Dust storms are expected, and will limit visibility in parts of the Makkah region.
In response to high temperatures across the kingdom, Saudi authorities banned working under the sun for labourers between noon and 3pm.
“I feel so bad seeing workers or manual labourers outside working during the hot hours,” said Iman Hassan, 29, from Jeddah.
“Especially those cleaning the roads are always outside. It is our job to make sure we do what we can for them, even if it is giving out cold bottles of water.”
The NCM predicts that temperatures will reach 50ºC in the Eastern Province this week.
“Tourism is also becoming hard in these conditions. We want to stay in cooler places and avoid risking a heat stroke or exhaustion,” said Asiya Khadi, a 36-year-old Al Ahsa resident.
“I am not allowing my kids to go out during the day. It is too hot. It is harder to have them enjoy the summer school holiday within the house, but it is better for them to go out at sunset. I make sure they are well hydrated before and after they return.”

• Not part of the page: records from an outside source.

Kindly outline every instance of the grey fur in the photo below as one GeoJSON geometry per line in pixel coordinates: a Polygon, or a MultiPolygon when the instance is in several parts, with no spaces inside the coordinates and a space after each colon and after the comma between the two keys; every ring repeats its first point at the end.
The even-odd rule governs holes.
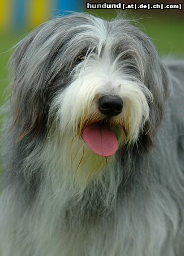
{"type": "Polygon", "coordinates": [[[150,39],[125,19],[76,14],[23,39],[11,67],[2,256],[183,255],[184,62],[164,64],[150,39]],[[103,45],[98,31],[106,36],[103,45]],[[58,171],[59,163],[50,163],[50,136],[53,155],[63,147],[54,139],[57,105],[51,106],[75,68],[100,56],[109,38],[119,69],[145,85],[153,100],[147,97],[149,118],[136,142],[123,144],[112,165],[82,189],[58,171]]]}

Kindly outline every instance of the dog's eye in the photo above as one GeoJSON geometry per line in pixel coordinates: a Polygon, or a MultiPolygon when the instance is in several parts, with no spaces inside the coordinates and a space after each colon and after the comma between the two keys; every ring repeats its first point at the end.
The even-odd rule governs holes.
{"type": "Polygon", "coordinates": [[[75,63],[76,63],[76,64],[80,63],[80,62],[82,62],[83,60],[84,60],[85,57],[85,55],[83,55],[83,54],[77,56],[75,59],[75,63]]]}

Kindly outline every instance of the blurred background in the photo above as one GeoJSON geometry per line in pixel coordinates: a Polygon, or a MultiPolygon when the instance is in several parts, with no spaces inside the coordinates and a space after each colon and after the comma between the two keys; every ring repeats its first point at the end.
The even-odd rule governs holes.
{"type": "MultiPolygon", "coordinates": [[[[177,4],[183,1],[163,0],[160,3],[177,4]]],[[[117,15],[117,11],[112,9],[87,10],[86,2],[104,3],[105,0],[0,0],[0,106],[8,94],[5,88],[9,82],[7,64],[12,52],[10,49],[29,31],[45,20],[65,15],[64,10],[88,12],[108,19],[117,15]]],[[[111,0],[108,3],[119,2],[111,0]]],[[[139,4],[143,1],[126,0],[121,2],[139,4]]],[[[149,0],[144,3],[147,2],[159,2],[149,0]]],[[[161,55],[181,57],[184,52],[183,8],[181,10],[131,10],[127,15],[130,19],[137,19],[138,26],[152,39],[161,55]]]]}

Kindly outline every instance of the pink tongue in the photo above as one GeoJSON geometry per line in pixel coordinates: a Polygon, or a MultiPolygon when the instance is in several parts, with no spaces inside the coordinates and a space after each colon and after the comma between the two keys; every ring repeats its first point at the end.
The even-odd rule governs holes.
{"type": "Polygon", "coordinates": [[[118,147],[118,140],[113,131],[97,123],[85,128],[83,138],[92,151],[102,156],[114,155],[118,147]]]}

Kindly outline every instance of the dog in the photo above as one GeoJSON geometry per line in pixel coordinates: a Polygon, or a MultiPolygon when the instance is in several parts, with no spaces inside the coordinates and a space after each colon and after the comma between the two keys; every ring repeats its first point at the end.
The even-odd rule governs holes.
{"type": "Polygon", "coordinates": [[[1,255],[183,255],[184,62],[125,17],[74,13],[10,71],[1,255]]]}

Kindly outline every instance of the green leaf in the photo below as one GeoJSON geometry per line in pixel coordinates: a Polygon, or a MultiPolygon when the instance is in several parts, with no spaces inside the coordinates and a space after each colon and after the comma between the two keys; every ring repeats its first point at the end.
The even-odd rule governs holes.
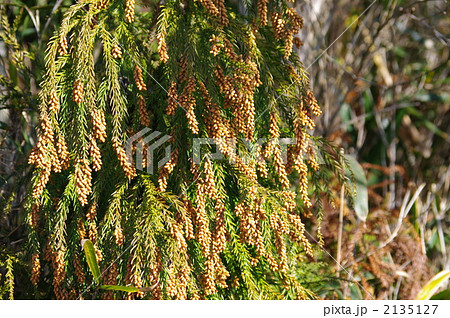
{"type": "Polygon", "coordinates": [[[153,287],[134,287],[134,286],[119,286],[119,285],[101,285],[100,289],[104,290],[117,290],[124,291],[128,293],[137,293],[137,292],[149,292],[154,289],[153,287]]]}
{"type": "Polygon", "coordinates": [[[136,293],[140,292],[141,289],[134,287],[134,286],[118,286],[118,285],[101,285],[100,289],[104,290],[118,290],[118,291],[125,291],[128,293],[136,293]]]}
{"type": "Polygon", "coordinates": [[[358,218],[365,222],[367,215],[369,214],[369,196],[367,192],[367,178],[364,173],[364,169],[359,162],[350,155],[345,154],[349,171],[346,172],[347,176],[351,179],[352,174],[355,179],[355,197],[354,197],[354,209],[358,218]]]}
{"type": "Polygon", "coordinates": [[[448,279],[450,279],[450,271],[442,271],[436,274],[417,294],[416,300],[430,299],[448,279]]]}
{"type": "Polygon", "coordinates": [[[86,255],[86,260],[91,270],[92,276],[94,276],[95,281],[100,279],[100,267],[98,267],[97,257],[95,256],[94,244],[90,240],[82,240],[81,245],[83,246],[84,254],[86,255]]]}

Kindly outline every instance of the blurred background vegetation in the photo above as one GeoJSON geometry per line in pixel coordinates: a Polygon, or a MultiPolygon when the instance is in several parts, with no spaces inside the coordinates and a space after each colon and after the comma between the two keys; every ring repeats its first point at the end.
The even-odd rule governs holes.
{"type": "MultiPolygon", "coordinates": [[[[0,0],[1,298],[35,298],[24,226],[27,156],[46,43],[72,2],[0,0]]],[[[449,3],[295,6],[305,19],[298,54],[324,110],[316,135],[357,159],[369,199],[364,222],[330,183],[336,205],[325,207],[324,248],[308,260],[323,279],[305,273],[303,283],[328,299],[415,298],[450,267],[449,3]]]]}

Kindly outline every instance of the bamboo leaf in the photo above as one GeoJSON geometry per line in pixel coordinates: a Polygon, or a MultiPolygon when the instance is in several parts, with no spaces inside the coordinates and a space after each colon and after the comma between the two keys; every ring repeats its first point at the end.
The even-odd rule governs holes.
{"type": "Polygon", "coordinates": [[[100,279],[100,267],[98,266],[97,257],[95,256],[94,244],[90,240],[82,240],[81,246],[83,247],[86,260],[91,270],[92,276],[98,281],[100,279]]]}
{"type": "Polygon", "coordinates": [[[344,155],[349,166],[347,171],[348,177],[351,177],[353,173],[355,179],[355,197],[354,197],[354,209],[356,215],[363,222],[366,221],[367,215],[369,214],[369,196],[367,192],[367,178],[364,173],[364,169],[361,167],[359,162],[350,155],[344,155]]]}
{"type": "Polygon", "coordinates": [[[417,294],[416,300],[428,300],[434,293],[450,279],[450,271],[442,271],[436,274],[417,294]]]}

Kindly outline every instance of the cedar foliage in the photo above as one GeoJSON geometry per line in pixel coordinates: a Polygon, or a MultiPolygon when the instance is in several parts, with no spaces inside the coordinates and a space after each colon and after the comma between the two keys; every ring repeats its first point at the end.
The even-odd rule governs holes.
{"type": "Polygon", "coordinates": [[[344,162],[311,135],[321,111],[292,54],[302,18],[289,1],[243,3],[86,0],[66,11],[48,43],[29,158],[33,284],[46,283],[48,265],[58,299],[315,297],[298,277],[317,242],[302,216],[317,216],[320,247],[320,200],[330,171],[345,183],[344,162]],[[144,127],[172,136],[153,175],[125,153],[144,127]],[[275,142],[285,137],[297,141],[287,162],[275,142]],[[195,163],[193,138],[212,138],[229,160],[195,163]],[[255,154],[244,138],[268,142],[255,154]],[[151,290],[94,292],[83,239],[103,284],[151,290]]]}

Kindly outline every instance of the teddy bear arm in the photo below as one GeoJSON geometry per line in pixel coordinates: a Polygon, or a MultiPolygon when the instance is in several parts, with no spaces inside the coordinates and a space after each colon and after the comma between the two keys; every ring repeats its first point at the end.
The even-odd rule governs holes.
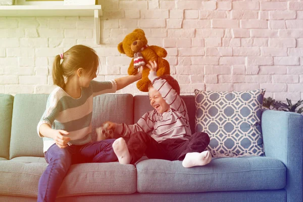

The eastern and southern parts of the Riyadh region will also feel temperatures of between 46ºC and 48ºC, according to the NCM.
“Riyadh is boiling hot and it's so humid. You can see people driving with gloves on because the steering wheel is so hot,” said Riyadh resident Ahmad, 42.
Thousands of Hajj pilgrims suffered from heat exhaustion and heatstroke during this year.
Saudi officials reported that the temperatures soared to 48ºC during Hajj.
“Most of the rituals of Hajj, from the Day of Arafat or the distances walked from Muzdalifah to Mina, in this heat was no doubt one of the biggest challenges for any Hajj pilgrims,” said Samina Abid, a 35-year-old Jeddah resident.
“Thousands felt the heat, and while most were mild cases, some of them really suffered because of their age and health conditions.”
Saudi authorities reported that the temperature would continue to rise and remain high in the Eastern Province and parts of the central region.
The NCM's forecasts for August indicate that temperatures will be higher than normal.